The idea of immortality through
literature discusses the ability of an author to transcend the constraints of
time through their writing. It maintains that an author’s ideas can live on and
affect future minds, even though his time on earth has ended. In Ready Player One, James Halliday succeeds
at a similar type of eternal life, but his legacy lives on because of a virtual
reality rather than written word.
The allusions in the novel to people,
events, and great works serve as a reminder that the tangible cannot be bound
by time. Throughout his journey, Wade doesn’t witness major cultural and
historical references, he experiences them. When he unlocks the first and
second gates, he quickly finds himself in the midst 80s TV shows and video
games shows, either physically acting or physically fighting his way to
victory. As Wade competes in these challenges, he essentially experiences
moments in history for a second time. When other grunters pass through the same
gate, they essentially experience history for a third, fourth, fifth time and
so on. The 80s remarkably is able to transcend the constraints of time and
permeate the mind of future minds.
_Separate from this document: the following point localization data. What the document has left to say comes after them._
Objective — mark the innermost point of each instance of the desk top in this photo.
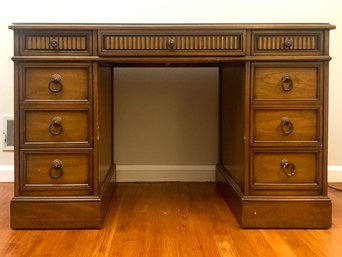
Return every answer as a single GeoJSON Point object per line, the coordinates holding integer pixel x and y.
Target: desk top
{"type": "Point", "coordinates": [171, 26]}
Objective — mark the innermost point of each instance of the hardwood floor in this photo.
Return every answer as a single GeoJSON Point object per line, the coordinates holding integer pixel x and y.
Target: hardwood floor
{"type": "Point", "coordinates": [169, 220]}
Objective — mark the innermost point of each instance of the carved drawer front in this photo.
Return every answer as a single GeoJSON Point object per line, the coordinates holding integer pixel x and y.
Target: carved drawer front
{"type": "Point", "coordinates": [285, 169]}
{"type": "Point", "coordinates": [56, 171]}
{"type": "Point", "coordinates": [55, 43]}
{"type": "Point", "coordinates": [287, 42]}
{"type": "Point", "coordinates": [56, 127]}
{"type": "Point", "coordinates": [56, 82]}
{"type": "Point", "coordinates": [176, 43]}
{"type": "Point", "coordinates": [286, 126]}
{"type": "Point", "coordinates": [287, 82]}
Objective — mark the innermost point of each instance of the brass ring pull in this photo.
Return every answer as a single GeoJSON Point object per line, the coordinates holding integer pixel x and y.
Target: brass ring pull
{"type": "Point", "coordinates": [171, 43]}
{"type": "Point", "coordinates": [56, 127]}
{"type": "Point", "coordinates": [55, 85]}
{"type": "Point", "coordinates": [56, 171]}
{"type": "Point", "coordinates": [286, 83]}
{"type": "Point", "coordinates": [288, 44]}
{"type": "Point", "coordinates": [286, 126]}
{"type": "Point", "coordinates": [53, 43]}
{"type": "Point", "coordinates": [288, 168]}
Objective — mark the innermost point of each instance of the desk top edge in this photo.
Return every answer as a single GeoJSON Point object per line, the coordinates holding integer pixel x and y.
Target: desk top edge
{"type": "Point", "coordinates": [169, 26]}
As a result, immortality of an entire
generation becomes a central theme of the novel and the reader is forced to
consider the legitimacy of this type of eternal life.
Towards the
end of the novel James Halliday comments on this type of eternal life and
asserts that time and reality can never really be manipulated. He admits that
he adopted the virtual world in Oasis as his reality, but he realized it was a
grave mistake because reality is “the only place where you can find true
happiness. Because reality is real”
(Cline 364). This understanding of the differences between virtual reality and
reality essentially admits that reality can never be reconstructed and
therefore true immortality will always be impossible. Even though Halliday
attempts to play God in his creation of an entire world, he is ultimately unsuccessful
because mankind will always be limited by their physicality and temporality.